In our HID module, MD5 hash function was used for a number of reasons. Previously we were using wolfSSL API to compute the MD5 hash, now I have replaced these function with bearSSL substitutes. Although Harmony has a crypto library providing MD5 hash, but that in fact is just merely a wrapper around the wolfSSL API.

We also need to generate RSA keys. The generation of device’s RSA key pair also rely on wolfSSL, but bearSSL do not support the generation of RSA keys (yet?). Of course, bearSSL does the encryption and decryption with RSA key pair but those functions are not provided as API for us to use. For now, I’ll leave them with wolfSSL until the day bearSSL release their support.

In our CORS module, for the searching of the start of the bitstream, Dr. Shawn questioned about the reliability of my method to dump the remaining header in a HTTP PUT request by simply clearing the remaining message in the first record. I was assuming that the request line and header of a PUT request is in one record and the body (which contains the bitstream) is in another since that is what I observed with Wireshark. The problem is that I have only tried to work with the PUT request sent by a curl client, it works perfectly fine, but does that holds true for all the major browser client (Chrome, Firefox, Safari, IE, Edge…)?

In order to check this out, I wrote AJAX code to send out PUT request to the board and run it with the browsers. Dr. Shawn is right. The browser can send out the body and header in the same records. In that case, I will lose the bitstream if I dump the first record. Hence, I modify the code to iterate through the request message to look for the start of the bitstream. Inside an HTTP request, there is an empty line between the header and body. In ASCII, “\r\n”, or LF(line feed) CR(carriage return), represent a new line. So what I need to do is to find a continuous “LF”(line feed) “CR”(carriage return) which will locate the empty line “CR LF CR LF” because there are a few “CR LF” in every new line of the request but only one “LF CR” right at the empty line. Then I dump one more bit (the LF afterward) and there it is, the start of the bitstream.

Next, I was assigned to work on the OTA over-the-air update of the board. Basically, its job is to check if our server has released a new update of the board’s firmware. If so, download the update, and run the new firmware right away on run-time. For now, the firmware is downloaded via TFTP protocol which originate from the file transfer between two nodes in a local area network. The OTA is working fine in local area network but has some issue on the internet. Thus, my task is to replace the TFTP service with HTTPS, in another word, build a bearSSL client to download the firmware.

Before I lay my hands on the code, I better first really understand what it is doing currently. So I start to study about the PIC32 Flash Live Update and Harmony Bootloader which involve the Boot Flash Memory(where the program start from), BFxSEQ3(which determine the BFM bank to get lower aliased) and the Configuration Space(where the configuration of the board is stored). Then I look into ota.c.

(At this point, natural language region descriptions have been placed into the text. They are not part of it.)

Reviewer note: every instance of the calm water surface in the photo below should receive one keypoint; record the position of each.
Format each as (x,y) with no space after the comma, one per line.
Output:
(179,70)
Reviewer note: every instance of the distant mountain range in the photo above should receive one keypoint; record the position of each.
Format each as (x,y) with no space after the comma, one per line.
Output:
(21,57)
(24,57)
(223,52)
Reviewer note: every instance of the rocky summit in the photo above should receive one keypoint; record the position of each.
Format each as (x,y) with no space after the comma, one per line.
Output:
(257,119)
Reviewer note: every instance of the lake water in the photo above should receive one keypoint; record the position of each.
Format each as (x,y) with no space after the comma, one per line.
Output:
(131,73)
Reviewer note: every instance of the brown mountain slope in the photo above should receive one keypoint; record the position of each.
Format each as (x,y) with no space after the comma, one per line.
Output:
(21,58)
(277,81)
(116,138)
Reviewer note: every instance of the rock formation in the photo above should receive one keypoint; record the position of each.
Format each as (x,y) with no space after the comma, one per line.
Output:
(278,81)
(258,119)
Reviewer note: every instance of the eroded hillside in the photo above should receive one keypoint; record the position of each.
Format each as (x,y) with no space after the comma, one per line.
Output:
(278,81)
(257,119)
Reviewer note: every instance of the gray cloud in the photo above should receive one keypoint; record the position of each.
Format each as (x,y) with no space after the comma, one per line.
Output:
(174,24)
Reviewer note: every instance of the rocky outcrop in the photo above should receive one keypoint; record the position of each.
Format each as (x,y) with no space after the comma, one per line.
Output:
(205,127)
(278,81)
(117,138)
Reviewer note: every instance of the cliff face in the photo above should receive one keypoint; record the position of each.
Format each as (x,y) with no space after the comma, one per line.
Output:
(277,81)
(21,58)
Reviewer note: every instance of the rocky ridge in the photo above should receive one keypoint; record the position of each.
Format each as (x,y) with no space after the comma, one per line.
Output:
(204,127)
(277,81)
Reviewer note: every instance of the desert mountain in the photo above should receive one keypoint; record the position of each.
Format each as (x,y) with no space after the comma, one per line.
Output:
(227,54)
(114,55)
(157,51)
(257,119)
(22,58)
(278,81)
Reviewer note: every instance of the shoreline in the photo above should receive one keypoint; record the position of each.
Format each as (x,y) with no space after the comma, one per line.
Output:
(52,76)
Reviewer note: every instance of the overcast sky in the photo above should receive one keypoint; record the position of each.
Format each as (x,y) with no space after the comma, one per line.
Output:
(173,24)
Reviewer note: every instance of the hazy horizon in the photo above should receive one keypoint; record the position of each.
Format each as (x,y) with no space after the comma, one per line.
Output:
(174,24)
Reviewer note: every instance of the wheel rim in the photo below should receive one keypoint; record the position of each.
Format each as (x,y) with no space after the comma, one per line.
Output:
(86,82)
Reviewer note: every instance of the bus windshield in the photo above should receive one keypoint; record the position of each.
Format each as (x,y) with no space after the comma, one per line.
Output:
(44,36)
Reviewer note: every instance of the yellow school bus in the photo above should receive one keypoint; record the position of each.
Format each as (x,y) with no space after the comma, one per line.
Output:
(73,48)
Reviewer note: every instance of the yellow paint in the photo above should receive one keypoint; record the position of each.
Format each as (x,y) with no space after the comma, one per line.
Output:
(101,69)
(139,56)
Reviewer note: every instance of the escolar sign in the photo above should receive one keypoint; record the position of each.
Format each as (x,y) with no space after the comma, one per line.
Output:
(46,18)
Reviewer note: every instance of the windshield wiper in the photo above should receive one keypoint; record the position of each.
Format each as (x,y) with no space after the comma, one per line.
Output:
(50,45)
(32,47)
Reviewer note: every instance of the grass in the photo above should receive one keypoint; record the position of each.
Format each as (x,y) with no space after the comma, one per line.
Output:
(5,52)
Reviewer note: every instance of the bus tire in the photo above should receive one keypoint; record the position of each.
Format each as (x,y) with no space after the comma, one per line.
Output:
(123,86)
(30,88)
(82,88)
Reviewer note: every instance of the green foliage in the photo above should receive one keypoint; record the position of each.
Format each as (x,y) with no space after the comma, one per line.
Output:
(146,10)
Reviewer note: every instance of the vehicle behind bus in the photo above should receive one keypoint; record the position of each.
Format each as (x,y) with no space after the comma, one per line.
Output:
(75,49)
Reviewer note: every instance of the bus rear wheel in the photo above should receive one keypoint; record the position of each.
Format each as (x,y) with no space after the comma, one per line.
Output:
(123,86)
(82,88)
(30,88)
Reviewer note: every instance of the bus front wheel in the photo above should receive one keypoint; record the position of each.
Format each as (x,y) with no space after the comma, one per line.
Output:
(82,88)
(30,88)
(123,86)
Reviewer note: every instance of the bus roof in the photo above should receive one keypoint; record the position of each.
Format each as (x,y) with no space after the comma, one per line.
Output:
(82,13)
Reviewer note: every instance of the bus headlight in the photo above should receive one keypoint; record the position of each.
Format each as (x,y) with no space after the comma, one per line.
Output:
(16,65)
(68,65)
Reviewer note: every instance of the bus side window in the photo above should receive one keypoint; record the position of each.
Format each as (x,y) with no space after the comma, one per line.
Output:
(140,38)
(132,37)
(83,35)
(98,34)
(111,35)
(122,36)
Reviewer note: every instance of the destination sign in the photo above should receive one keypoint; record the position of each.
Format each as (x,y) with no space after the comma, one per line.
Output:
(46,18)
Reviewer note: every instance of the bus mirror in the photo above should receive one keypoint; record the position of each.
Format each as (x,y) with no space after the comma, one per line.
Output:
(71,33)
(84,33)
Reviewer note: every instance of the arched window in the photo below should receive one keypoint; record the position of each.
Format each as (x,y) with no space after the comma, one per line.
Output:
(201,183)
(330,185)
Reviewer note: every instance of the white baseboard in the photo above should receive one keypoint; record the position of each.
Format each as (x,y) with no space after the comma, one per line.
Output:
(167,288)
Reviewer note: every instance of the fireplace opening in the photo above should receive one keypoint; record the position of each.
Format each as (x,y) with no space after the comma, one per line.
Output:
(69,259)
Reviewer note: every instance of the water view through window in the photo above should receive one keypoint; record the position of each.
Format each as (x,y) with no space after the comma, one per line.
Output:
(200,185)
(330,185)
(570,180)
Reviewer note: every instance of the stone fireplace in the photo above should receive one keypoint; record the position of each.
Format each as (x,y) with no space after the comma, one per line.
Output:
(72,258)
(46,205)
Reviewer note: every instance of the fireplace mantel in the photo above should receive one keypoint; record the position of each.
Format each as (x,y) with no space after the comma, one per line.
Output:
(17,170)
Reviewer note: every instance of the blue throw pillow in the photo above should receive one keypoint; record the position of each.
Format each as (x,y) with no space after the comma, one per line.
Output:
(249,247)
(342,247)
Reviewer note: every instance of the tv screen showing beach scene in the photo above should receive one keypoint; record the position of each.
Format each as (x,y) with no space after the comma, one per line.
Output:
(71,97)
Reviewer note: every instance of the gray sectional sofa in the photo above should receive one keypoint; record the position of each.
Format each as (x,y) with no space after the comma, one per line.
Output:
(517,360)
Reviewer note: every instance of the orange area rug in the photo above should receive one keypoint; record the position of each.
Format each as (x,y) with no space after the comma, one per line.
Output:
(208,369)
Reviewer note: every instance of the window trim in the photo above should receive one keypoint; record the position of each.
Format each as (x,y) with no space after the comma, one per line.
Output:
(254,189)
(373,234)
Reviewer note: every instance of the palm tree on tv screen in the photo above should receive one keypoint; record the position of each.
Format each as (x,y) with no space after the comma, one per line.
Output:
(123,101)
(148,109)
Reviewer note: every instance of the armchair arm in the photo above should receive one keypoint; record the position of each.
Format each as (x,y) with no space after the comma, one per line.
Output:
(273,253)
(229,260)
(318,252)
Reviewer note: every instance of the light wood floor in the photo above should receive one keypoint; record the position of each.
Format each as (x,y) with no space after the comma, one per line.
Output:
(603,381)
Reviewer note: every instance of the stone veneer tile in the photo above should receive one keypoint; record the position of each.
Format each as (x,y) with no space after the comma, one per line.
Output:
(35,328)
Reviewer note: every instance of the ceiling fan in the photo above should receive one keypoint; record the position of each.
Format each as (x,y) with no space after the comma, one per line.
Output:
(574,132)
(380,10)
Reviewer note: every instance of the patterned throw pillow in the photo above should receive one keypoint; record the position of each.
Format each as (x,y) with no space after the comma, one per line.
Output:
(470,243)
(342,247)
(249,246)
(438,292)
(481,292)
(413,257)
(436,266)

Before I build the bearSSL client on board, I need a bearSSL Server on the PC to test with. To make sure the bearSSL Server works, I also run a bearSSL client on PC to test with the bearSSL server (with the basic sample code provided). And it don’t. After some troubleshooting, I found the problem is on setting up the client context:
br_ssl_client_reset(&cc, host,0);

Here the second parameter specifies the server name, this will set up an SNI (Server Name Indication) extension which checks the server name contained in the certificate to make sure it matches with the IP address. But we just use an arbitrary name in the generation of the certificate so for sure it will fail the check. Simply pass in a NULL then the SNI extension won’t be executed.

Then, I start to work on ota.c: replace UDP(the transport layer used by TFTP) with TCP; replace TFTP with HTTP + bearSSL; and plant in trusted anchor corresponding to our bearSSL server’s certificate so that the certificate can be verified. Again, it did not works (as always). Client close connection after the server certificate was sent.

After some troubleshooting, I found that this time the problem is on the certificate verification of valid date. Each certificate has an allowed valid time limit like the expiry date we see on food. Although we have a huge range of valid date(since we sign our own cert), but the client needs the current time to validate it. BearSSL use the major environment (Linux, Mac, Windows) method to obtain the time, which is why the bearSSL client on PC works fine. But in PIC32, bearSSL could not obtain the time. Looking through the library I could not found the API to feed in the time or the callback function to obtain time to bearSSL. Hence what I do is directly assign the value into X509_context xc.days and xc.seconds. I need to add 719528 into the days because Unix time starts from 01-01-1970, 719528 is the days passed since year 0 to 1970. Then, voila it works! We are transmitting encrypted data between the PC and board.